The GBP/USD pair continued its recovery on Monday, approaching 1.2580 during the Asian trading hours. The move follows increased division among Bank of England (BoE) policymakers over the necessity of rate cuts to address a slowing economy. The BoE’s Monetary Policy Committee (MPC) voted 6-3 to keep interest rates unchanged, marking a larger-than-expected split. Trading volumes were lower than usual due to the upcoming New Year holiday.
Rising US Treasury yields, with the benchmark 10-year note reaching a seven-month high of 4.620% on Monday, are seen as supportive for the US Dollar (USD). In addition, expectations surrounding President-elect Donald Trump’s policies—looser regulations, tax cuts, tariff hikes, and stricter immigration—could spur inflation and potentially slow the pace of the US Federal Reserve’s (Fed) rate cuts, further bolstering the USD.
In December, the BoE kept its interest rate at 4.75% and maintained its guidance for “gradual” rate cuts next year.

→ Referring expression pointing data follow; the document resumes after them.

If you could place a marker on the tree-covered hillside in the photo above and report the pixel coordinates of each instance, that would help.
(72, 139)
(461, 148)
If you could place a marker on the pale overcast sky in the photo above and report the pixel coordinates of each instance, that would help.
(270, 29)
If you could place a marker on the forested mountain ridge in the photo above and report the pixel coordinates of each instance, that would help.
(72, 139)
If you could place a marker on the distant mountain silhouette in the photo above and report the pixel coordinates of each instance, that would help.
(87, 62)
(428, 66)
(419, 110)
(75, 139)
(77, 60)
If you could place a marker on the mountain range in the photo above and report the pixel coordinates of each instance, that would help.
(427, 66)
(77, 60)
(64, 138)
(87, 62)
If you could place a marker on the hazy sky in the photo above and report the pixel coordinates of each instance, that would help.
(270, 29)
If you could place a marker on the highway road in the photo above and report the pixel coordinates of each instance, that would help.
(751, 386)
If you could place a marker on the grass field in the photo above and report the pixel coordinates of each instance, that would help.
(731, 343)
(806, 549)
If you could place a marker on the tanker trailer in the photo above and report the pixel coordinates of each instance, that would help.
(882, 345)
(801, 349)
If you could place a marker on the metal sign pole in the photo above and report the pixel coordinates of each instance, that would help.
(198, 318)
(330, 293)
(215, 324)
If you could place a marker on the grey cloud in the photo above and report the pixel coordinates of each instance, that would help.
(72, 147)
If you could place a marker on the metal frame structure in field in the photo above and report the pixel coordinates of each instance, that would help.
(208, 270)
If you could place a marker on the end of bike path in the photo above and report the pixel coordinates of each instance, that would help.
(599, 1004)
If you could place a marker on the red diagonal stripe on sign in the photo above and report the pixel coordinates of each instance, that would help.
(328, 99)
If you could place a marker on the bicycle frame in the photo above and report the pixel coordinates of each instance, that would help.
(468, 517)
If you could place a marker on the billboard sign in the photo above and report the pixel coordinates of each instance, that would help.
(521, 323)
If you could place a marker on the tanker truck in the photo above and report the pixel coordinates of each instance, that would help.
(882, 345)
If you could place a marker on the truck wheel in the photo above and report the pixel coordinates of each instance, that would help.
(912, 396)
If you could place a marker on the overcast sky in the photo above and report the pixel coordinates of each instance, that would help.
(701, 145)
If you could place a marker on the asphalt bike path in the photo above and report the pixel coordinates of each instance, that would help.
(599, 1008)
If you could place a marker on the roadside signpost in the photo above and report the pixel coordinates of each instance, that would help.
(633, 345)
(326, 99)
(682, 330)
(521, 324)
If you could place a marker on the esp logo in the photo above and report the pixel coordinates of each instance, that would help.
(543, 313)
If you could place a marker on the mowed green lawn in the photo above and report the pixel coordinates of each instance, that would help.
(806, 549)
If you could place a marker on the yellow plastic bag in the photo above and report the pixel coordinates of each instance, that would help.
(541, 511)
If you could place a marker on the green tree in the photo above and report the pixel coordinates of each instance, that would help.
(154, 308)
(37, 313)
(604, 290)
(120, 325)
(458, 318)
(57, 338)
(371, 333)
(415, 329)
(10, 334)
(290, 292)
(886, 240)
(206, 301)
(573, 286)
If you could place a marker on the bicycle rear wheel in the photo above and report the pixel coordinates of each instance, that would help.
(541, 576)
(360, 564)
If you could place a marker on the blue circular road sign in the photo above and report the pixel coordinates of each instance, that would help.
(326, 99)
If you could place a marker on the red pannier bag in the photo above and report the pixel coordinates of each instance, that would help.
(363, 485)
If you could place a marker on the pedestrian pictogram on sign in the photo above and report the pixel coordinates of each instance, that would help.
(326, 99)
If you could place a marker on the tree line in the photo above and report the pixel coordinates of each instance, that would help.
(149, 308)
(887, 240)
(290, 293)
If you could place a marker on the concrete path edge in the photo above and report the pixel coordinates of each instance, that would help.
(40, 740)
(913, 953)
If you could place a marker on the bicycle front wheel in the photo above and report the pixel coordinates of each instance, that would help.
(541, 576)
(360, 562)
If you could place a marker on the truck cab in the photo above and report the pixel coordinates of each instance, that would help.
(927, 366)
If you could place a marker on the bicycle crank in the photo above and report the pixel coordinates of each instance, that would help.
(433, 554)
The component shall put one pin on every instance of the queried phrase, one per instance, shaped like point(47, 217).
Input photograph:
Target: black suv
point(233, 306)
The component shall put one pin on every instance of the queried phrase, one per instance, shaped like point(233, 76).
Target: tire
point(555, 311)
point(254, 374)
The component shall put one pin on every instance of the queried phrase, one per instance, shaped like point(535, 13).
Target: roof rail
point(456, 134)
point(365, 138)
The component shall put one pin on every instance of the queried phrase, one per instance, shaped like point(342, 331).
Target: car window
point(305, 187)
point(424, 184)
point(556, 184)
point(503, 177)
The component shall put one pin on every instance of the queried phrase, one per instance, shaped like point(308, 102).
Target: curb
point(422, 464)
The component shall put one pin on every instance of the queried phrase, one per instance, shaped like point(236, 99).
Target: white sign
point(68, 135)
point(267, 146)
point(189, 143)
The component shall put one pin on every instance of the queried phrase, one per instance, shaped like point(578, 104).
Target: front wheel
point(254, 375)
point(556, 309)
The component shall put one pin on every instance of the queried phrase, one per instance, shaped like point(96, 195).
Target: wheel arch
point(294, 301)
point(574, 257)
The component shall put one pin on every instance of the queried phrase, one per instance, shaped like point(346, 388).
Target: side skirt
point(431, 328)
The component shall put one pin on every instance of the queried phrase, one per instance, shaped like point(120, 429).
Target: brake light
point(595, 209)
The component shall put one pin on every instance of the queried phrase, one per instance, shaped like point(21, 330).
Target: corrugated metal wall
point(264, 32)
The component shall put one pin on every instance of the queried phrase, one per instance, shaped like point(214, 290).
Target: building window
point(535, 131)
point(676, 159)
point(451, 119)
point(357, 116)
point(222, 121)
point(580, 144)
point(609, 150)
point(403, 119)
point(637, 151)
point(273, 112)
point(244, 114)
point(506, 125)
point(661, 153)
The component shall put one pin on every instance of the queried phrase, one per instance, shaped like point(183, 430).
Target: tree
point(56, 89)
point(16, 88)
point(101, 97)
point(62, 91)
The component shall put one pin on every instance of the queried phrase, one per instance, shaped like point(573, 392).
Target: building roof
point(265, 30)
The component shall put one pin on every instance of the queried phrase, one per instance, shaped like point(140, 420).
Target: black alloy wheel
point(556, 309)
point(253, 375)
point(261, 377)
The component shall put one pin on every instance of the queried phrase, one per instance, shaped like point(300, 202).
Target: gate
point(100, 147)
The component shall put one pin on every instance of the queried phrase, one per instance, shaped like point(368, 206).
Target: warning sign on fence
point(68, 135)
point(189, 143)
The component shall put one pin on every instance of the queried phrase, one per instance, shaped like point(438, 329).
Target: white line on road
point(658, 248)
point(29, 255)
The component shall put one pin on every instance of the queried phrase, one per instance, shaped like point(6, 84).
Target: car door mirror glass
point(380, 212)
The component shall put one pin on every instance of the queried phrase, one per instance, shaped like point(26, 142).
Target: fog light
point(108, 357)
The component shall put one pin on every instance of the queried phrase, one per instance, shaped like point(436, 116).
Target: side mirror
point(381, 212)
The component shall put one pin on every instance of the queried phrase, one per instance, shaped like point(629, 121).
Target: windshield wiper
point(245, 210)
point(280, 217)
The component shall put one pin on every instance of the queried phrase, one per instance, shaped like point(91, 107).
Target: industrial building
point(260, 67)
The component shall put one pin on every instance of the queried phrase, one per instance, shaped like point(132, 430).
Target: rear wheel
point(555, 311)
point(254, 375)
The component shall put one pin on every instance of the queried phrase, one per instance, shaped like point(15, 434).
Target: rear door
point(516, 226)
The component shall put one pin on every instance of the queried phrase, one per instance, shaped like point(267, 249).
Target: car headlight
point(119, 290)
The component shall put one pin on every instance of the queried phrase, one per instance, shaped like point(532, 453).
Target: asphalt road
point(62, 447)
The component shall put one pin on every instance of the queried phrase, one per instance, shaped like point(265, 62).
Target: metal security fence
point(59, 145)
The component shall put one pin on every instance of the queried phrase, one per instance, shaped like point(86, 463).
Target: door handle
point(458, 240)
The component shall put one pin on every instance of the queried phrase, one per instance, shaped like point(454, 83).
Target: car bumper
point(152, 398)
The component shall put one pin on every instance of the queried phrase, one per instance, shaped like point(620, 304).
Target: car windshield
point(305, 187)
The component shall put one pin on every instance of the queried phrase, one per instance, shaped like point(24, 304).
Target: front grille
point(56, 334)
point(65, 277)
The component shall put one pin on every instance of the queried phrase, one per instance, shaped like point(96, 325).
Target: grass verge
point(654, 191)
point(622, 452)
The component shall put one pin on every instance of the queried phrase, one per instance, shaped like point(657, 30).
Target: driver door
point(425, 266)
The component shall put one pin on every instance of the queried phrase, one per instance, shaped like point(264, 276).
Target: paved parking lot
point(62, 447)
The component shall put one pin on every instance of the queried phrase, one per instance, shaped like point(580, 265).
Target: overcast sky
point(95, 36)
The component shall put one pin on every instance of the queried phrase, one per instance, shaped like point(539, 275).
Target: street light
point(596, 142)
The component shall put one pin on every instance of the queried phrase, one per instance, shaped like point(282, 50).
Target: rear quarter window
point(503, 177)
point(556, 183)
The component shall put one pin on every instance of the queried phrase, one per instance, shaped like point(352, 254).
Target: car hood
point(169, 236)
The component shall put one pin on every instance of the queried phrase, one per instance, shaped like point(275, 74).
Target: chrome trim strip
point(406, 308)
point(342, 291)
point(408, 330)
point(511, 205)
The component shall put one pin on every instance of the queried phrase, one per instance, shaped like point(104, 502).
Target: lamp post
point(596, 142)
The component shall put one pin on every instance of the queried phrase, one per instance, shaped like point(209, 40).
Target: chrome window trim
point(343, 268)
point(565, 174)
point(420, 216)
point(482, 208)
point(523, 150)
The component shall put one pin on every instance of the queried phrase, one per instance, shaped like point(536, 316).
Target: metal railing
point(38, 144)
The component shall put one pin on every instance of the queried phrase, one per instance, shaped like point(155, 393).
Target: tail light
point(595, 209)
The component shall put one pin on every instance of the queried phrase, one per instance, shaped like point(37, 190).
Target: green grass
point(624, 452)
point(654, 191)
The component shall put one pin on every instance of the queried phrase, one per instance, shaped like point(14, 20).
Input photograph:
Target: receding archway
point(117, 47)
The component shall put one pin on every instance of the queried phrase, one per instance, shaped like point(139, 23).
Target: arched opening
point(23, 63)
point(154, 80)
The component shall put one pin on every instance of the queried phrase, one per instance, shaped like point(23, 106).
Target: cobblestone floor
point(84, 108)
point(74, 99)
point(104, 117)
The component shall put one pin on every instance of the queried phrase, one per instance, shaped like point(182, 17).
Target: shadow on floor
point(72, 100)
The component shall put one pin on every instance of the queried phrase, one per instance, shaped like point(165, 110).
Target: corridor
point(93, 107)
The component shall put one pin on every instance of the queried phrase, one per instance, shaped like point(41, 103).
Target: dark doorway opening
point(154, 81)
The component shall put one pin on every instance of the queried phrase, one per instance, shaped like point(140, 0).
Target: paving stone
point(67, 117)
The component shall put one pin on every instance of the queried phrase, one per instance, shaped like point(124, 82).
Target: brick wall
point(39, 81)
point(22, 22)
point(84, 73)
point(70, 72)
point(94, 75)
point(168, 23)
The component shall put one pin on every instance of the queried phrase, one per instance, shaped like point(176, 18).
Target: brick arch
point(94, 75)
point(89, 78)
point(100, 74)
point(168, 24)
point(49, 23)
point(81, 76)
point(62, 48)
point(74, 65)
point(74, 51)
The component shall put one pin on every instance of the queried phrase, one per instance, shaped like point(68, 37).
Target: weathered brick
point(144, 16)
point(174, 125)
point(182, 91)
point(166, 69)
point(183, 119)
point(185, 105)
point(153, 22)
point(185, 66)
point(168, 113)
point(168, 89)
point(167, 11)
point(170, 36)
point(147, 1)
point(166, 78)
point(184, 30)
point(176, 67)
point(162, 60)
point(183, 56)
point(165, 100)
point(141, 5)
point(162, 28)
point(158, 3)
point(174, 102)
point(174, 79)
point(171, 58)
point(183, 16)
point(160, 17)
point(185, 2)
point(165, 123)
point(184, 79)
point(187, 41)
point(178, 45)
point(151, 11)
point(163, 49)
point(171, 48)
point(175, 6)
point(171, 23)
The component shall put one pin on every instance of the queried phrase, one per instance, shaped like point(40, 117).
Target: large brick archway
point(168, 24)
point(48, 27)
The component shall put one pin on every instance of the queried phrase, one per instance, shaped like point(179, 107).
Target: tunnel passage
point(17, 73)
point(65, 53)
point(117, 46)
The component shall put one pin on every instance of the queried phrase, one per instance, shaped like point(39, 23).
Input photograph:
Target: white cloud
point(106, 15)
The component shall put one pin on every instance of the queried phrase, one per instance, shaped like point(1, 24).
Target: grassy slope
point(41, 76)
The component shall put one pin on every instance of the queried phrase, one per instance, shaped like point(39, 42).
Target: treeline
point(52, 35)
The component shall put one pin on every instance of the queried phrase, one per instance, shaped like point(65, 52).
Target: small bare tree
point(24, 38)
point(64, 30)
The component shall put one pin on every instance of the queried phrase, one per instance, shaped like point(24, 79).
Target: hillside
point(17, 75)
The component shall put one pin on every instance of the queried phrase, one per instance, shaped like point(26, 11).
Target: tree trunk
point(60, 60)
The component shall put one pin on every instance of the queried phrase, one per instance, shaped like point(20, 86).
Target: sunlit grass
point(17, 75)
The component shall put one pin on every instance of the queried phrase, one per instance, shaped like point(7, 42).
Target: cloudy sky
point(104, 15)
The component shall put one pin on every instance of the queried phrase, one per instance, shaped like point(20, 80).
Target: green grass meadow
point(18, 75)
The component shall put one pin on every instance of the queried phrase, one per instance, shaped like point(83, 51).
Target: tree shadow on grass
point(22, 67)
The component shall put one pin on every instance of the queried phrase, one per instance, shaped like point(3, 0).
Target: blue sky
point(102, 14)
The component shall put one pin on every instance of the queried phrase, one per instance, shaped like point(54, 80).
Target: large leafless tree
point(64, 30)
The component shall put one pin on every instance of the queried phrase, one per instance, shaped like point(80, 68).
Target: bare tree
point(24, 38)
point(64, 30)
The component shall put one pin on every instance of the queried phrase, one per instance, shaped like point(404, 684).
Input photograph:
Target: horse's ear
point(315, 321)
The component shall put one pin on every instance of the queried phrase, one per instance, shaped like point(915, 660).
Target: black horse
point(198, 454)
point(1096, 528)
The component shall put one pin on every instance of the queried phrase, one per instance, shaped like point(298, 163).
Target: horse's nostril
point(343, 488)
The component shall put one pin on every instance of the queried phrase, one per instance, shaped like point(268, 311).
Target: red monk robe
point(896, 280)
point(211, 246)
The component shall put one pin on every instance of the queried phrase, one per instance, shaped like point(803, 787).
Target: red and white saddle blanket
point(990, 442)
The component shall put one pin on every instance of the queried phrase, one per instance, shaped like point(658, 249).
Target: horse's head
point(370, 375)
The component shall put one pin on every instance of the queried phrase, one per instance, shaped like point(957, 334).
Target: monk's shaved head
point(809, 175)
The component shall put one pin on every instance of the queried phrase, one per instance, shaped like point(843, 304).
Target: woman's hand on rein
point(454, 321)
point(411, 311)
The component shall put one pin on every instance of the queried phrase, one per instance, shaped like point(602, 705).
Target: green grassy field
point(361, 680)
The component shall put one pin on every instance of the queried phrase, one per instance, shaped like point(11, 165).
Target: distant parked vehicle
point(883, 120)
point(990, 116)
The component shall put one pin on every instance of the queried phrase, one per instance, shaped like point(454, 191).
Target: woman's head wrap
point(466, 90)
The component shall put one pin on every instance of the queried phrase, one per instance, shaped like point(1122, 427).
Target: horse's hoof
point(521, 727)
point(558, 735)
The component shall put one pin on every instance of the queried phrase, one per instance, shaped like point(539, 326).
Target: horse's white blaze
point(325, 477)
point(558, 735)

BoE Governor Andrew Bailey remarked, “We think a gradual approach to future interest rate cuts remains right, but with the heightened uncertainty in the economy, we can’t commit to when or by how much we will cut rates in the coming year.” As expectations for more dovish moves from the BoE grow, the British Pound (GBP) could face downward pressure against the US Dollar in the near term.